Associated with passion and lack of reason is haste, and as Friar Laurence said in Act II, Scene 3:
“Wisely and slow. They stumble that run fast.”
Despite the fact that Shakespeare leaves the audience and readers to decide what extent fate, and to what extent human error, contributed to the final tragedy, Luhrmann does not. He cuts out a significant portion of the final scene, where the two feuding families reconcile after the loss of their children. By cutting this out, Luhrmann leaves the audience to believe that the two families will continue to fight, and hence, puts the blame of the deaths of the ‘two star-crossed lovers’ on the feuding families. Also, the use of sober, slow and melancholy music creates suspense and tension, which foreshadows a foreboding future, many times throughout the film.
Another reason why Luhrmann’s Romeo and Juliet appeals to a contemporary audience is because many of the issues are pertinent, even today. Gangs feuding and nations warring are part of our world, and viewers and audiences can relate to these experiences. Issues such as the Gang-wars in Melbourne, to Mafia-related incidents in Europe relate to Romeo and Juliet. It should also be noted that in Luhrmann’s interpretation, the Montague family seem to be the very stereotypical mafia family. Montague is always seen in the back seat of his limousine, and as shown in Act I, Scene 1, he has a ‘longsword’ gun in his car, which he wanted to use in the fight: ‘Give me my longsword, ho!’ Immediately after the prologue, just before the petrol fighting scene, there is a logo on a building site that says “Montague Constructions”. This is another stereotype of the Mafia, as they are heavily based in the American construction industry.

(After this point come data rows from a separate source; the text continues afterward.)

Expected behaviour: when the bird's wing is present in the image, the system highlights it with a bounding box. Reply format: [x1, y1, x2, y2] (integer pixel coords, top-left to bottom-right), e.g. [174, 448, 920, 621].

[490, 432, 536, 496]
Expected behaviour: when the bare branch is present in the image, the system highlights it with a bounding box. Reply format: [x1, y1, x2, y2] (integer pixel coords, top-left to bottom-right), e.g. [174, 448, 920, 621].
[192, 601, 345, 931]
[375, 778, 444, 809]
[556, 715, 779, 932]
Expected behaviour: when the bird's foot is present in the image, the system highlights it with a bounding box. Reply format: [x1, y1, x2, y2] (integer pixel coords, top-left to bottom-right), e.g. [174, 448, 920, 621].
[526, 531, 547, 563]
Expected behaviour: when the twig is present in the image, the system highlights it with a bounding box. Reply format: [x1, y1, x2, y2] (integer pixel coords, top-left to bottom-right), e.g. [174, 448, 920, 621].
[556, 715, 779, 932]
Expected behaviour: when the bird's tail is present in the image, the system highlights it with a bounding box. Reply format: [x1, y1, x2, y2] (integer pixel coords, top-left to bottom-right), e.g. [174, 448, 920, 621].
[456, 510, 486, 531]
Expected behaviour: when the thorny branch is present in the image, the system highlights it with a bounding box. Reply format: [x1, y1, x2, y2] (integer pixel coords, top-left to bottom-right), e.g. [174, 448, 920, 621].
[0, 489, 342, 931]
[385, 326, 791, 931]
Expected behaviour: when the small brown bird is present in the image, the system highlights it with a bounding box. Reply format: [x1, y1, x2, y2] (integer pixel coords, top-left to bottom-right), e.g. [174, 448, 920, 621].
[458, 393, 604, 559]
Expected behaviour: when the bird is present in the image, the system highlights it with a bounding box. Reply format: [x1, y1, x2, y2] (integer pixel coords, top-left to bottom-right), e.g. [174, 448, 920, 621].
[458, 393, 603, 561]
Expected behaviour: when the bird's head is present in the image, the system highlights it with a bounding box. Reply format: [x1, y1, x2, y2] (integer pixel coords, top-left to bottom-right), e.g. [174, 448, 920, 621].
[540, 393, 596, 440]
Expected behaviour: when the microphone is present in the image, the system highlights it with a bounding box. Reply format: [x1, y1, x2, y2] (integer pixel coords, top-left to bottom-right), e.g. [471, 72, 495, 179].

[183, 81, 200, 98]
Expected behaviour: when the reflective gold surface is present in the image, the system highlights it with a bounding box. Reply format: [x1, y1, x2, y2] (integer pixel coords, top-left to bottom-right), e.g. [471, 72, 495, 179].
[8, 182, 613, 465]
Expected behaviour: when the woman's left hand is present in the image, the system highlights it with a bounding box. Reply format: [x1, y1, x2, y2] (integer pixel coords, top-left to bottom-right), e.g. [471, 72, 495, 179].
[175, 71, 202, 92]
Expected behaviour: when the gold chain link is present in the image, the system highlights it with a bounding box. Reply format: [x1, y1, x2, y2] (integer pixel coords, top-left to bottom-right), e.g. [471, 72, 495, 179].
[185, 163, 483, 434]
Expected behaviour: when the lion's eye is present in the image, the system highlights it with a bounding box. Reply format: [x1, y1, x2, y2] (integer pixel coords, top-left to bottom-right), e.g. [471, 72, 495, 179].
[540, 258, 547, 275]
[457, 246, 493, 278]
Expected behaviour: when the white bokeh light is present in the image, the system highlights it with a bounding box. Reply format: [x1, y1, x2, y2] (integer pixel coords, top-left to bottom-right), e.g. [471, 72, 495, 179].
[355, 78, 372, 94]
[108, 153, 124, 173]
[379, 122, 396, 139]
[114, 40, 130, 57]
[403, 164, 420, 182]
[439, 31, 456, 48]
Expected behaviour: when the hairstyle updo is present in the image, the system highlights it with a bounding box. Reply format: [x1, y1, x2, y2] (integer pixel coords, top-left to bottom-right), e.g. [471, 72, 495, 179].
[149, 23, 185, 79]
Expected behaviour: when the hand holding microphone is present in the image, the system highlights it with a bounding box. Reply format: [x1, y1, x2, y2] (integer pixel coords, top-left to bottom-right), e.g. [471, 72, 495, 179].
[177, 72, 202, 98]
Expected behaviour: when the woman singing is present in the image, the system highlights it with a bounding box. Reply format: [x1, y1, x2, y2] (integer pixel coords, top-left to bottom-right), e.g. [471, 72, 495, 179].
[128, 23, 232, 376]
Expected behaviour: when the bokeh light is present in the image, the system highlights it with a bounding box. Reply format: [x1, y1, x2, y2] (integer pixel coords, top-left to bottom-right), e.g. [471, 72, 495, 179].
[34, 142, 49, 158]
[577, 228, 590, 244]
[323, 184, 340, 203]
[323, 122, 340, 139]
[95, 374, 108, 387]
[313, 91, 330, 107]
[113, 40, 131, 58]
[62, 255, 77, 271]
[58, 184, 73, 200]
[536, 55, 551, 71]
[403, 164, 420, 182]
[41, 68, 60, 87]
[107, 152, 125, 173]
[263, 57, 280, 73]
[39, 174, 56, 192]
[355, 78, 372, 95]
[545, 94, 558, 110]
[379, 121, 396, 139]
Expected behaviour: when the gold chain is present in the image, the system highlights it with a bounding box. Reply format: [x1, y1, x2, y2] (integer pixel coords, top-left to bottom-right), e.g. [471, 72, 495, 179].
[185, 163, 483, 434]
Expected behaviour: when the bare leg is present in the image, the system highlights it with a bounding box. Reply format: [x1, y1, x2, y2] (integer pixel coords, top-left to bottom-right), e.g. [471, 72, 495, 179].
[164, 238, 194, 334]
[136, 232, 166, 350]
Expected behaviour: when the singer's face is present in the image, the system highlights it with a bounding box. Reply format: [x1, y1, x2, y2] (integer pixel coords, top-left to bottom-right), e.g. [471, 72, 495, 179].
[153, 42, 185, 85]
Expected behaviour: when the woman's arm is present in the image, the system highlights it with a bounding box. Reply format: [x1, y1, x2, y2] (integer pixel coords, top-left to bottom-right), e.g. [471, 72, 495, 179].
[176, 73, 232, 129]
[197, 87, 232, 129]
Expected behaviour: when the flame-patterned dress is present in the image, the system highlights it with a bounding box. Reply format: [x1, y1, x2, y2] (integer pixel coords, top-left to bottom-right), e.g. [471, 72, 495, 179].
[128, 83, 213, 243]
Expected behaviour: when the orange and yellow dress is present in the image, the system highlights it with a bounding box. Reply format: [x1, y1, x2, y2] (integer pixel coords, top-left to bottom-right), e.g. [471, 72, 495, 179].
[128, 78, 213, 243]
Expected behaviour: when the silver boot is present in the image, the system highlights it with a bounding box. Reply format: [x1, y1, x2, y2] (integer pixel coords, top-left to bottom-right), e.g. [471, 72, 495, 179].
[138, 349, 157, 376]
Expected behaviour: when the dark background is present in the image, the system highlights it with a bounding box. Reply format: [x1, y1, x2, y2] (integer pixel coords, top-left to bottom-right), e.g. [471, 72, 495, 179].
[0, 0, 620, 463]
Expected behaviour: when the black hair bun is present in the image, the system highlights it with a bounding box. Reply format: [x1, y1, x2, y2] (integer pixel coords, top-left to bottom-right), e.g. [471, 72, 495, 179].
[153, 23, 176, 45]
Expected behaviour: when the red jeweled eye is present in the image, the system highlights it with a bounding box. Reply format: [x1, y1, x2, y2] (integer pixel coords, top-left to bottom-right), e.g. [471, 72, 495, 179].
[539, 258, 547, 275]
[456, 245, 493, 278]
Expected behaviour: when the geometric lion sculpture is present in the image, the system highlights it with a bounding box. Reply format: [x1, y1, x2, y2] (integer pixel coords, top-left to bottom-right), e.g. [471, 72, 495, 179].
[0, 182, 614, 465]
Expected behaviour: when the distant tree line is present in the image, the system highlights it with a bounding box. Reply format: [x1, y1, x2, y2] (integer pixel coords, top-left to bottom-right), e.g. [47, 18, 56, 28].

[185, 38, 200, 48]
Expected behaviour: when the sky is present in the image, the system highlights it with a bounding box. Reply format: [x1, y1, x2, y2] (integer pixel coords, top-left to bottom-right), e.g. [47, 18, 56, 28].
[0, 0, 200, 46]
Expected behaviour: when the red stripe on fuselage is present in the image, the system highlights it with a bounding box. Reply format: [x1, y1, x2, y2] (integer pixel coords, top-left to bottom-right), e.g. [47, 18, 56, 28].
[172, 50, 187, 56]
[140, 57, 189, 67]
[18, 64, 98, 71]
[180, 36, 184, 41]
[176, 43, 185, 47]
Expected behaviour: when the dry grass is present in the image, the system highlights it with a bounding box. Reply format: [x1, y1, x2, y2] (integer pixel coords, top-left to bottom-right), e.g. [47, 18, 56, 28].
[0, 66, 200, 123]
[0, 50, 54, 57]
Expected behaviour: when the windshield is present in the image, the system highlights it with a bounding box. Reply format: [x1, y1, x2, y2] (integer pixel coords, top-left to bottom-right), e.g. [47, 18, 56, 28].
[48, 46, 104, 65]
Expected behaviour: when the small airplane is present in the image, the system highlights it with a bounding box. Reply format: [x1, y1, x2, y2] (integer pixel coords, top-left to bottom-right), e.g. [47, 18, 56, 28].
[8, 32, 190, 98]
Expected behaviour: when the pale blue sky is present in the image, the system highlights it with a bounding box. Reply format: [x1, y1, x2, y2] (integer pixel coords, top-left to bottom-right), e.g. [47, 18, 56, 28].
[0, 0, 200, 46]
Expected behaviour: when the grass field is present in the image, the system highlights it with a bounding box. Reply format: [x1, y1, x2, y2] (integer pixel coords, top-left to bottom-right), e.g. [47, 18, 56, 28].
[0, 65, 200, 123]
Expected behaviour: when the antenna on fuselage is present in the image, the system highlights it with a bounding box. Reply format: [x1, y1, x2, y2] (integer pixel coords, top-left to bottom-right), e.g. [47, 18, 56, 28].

Baz Luhrmann’s Romeo and Juliet manages to engage a contemporary audience because of the use of various cinematic and dramatic techniques. These techniques help to shape meaning and influence audience responses by making them pertinent and applicable to a modern-day audience. Luhrmann should be credited on making a film with connotations of being a secondary school literature text, which was regarded as one of the best thrillers and one of the best ‘entertainment’ movies of 1996. Luhrmann incorporates Shakespeare’s timeless themes into his film, however, adapts and modifies them to appeal to an audience in today’s society.